AI-rewrites the medical criteria so a patient or caregiver can understand them. Always confirm with the trial site.
Inclusion Criteria:
* Patients with Type 1 or Type 2 Diabetes Mellitus
* Diabetes under good control with drugs for at least 6 months (Glycosylated hemoglobin \<9% )
* Patients with 300um ≤ the thickness of retina by optical coherence tomography
* Patients with visual acuity test ≥0.4 (20/50)
* Non-proliferative (background) retinopathy assessed by fundus photography and fluorescein angiography according to Airlie House Classification and ETDRS
* Patients with non-proliferative (background) retinopathy attested by the presence of Hard exudates within grade 2 and 5
* Patients with at leat one of the following lesions: Vascular leakages, Microaneurysms, Haemorrhages, Intraretinal microvascular abnormalities (IRMA)
* Patients with controlled Arterial Blood Pressure since the last 6 months (Diastolic Blood Pressure ≤90mmHg and Systolic Blood Pressure ≤130 mmHg) with or without medication
* Patients capable of conforming to the study protocol
* Patients who have given their free and informed consent
* The ability and willingness to comply with all study procedures
Exclusion Criteria:
* Diabetic Retinopathy which is being treated with laser therapy or should be treated with laser therapy before the end of the study
* Concomitant retinal disease due to causes other than diabetic microangiopathy
* Concomitant antihypertensive treatment, unless administered at stable dosage at least 6 months before the start of the study
* Concomitant Angiotensin-converting enzyme inhibitor / Angio…
Questions worth asking your doctor
Bring these to your next appointment. They're a starting point for a shared conversation — not a sign you qualify or a recommendation to enrol.
1Based on my diagnosis and history, is this trial worth exploring for me — or is there a standard treatment we should try first?
2What does this trial's phase tell us about how much is already known about its safety and benefit?
3What would taking part actually involve for me — visits, tests, time, and travel?
4What are the known and possible risks or side effects I should weigh, and how would they be monitored?
5If this trial isn't the right fit, what other options or trials would you suggest I look into?
Generated to help you prepare — always confirm anything about your own eligibility and care with the study team and your doctor.
Questions for the trial coordinator
The trial coordinator is the person who runs the study day to day. These cover the practical side — logistics, costs, and what taking part would actually mean for your life. The study team confirms whether you meet the criteria; these are questions to ask, not a sign you qualify.

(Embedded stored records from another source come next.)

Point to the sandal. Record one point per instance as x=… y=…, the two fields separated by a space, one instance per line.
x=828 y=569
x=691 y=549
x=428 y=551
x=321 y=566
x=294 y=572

1What does taking part actually involve week to week — how many visits, where, and how long does each one take?
2What costs are covered by the study, and what might I have to pay for myself, including travel, parking, or time off work?
3What happens during screening, and what happens if the study team confirms I don't meet the criteria after those tests?
4Who pays for the scans, blood work, and other tests the trial requires — the study, my insurance, or me?
5How will being in the trial affect my regular care, and will my own doctor stay informed and involved?
6Can I leave the trial at any point if I change my mind, and what would happen to my care if I do?
A starting point for the conversation — always confirm anything about your own eligibility, costs, and care with the study team and your doctor.